Rollenbilder in Tschick – Ein Expertinnen-Interview

In diesem Video trifft Nora die Musikerin Dr. Julie Miess, um sie zu den Mädchen- und Jungsrollenbildern in „Tschick“ zu befragen.

Julie Miess ist Musikerin, Buchautorin und hat Literaturwissenschaften studiert. Ihr Studienschwerpunkt lag auf Gender Studies. Diese Wissenschaft befasst sich mit der Bedeutung von Geschlechterrollen in Kunst, Film, Literatur, Politik, Wissenschaft – kurz gesagt: innerhalb der ganzen Gesellschaft.

In der Gender Studies wird zwischen dem biologischen Geschlecht (auf Englisch: sex) und dem sozialen Geschlecht (auf Englisch: gender) unterschieden. Das Gender ist die gesellschaftlich geprägte Geschlechterrolle und besteht in der Regel aus Stereotypen (Blau vs. Rosa, Puppen vs. Autos, Nestbau vs. Abenteuer bestehen etc.).

Nora fragt Julie zunächst, wie sie das Geschlechterbild im Roman bewertet.

Julie findet Maik und Tschick super, weil sie nicht dem Jungsklischee entsprechen. Sie sind keine typischen Helden: stark, selbstbewusst und ohne Zweifel.

Stimmt das? Wie würdest du Maik und Tschick beschreiben?
Aktiv? Aggressiv? Pragmatisch? Emotional? Sanftmütig? Berechnend? Sozial?

Da Julie zu Horrorfilmen geforscht hat, fragt Nora, welche Rollenbilder in diesen Filmen typisch sind.

Julie antwortet, dass Mädchen und Frauen in diesen Filmen meist die passiven Opfer sind: Die Jungfrau in Nöten. Aber nicht nur! Eine amerikanische Forscherin (Carol Clover) hat in den Filmen der 1980er das Phänomen des „Final Girls“ entdeckt. Die junge Frau, die sich vom Opfer zur aktiven Heldin entwickelt und das Monster/den Killer im Showdown zur Strecke bringt.

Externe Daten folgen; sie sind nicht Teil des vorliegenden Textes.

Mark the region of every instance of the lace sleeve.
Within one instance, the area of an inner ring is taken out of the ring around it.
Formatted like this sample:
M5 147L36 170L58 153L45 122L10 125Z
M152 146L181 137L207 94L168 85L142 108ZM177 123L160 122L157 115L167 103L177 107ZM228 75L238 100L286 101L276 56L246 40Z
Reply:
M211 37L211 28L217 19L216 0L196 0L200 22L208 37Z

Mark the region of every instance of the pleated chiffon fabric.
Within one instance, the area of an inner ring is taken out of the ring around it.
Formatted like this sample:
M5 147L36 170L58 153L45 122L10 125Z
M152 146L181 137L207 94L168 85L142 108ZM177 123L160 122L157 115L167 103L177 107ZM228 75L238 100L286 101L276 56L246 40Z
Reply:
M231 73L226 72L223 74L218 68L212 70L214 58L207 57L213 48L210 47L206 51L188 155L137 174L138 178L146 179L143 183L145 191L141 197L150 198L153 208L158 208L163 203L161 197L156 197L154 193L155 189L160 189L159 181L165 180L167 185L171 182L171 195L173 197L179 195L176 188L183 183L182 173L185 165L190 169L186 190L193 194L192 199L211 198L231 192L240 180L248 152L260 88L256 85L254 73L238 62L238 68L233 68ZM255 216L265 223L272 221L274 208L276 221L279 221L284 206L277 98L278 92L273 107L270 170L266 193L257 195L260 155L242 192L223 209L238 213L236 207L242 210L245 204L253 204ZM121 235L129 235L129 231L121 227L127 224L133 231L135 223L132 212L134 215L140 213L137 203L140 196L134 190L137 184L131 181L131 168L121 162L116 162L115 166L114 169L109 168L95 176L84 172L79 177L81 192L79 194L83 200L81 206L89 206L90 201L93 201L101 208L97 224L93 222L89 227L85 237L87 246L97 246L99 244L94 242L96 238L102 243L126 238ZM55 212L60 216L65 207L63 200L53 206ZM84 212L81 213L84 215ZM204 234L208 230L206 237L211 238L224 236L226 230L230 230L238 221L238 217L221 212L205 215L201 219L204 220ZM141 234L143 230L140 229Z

Interessanterweise sind es vor allem Jungs, die sich mit dem Final Girl identifizieren.

Nora fragt Julie nach typischen Rollenbildern in der Literatur.

Julie erwähnt als Beispiel die typische Opferrolle der „Damsel in Distress“. Aber es gibt auch aktive Frauen, z. B. die „Femme fatale“. Deren Macht besteht aber in der Regel nur darin, dass sie attraktiv sind. In Gothic-Romanen, also der Schauerliteratur des 18. Jahrhunderts, taucht dieser Typus zum Beispiel als Vampirin auf.

Erwähnenswert ist für Julie das „Manic Pixie Dream Girl“ (übersetzt etwa: Verrücktes Feen-Traummädchen). Auf den ersten Blick scheint dieses Mädchen frech und mutig. Sie ist eine Figur, mit der sich Zuschauerinnen gerne identifizieren. Bei genauerem Hinsehen jedoch existiert dieses verrückte Feen-Traummädchen nur in Bezug auf einen Jungscharakter: Sie ist dazu da, den Helden zu inspirieren.

Julie fragt, wie es sich denn bei Isa verhält. Ist Isa das Manic Pixie Dream Girl für Maik?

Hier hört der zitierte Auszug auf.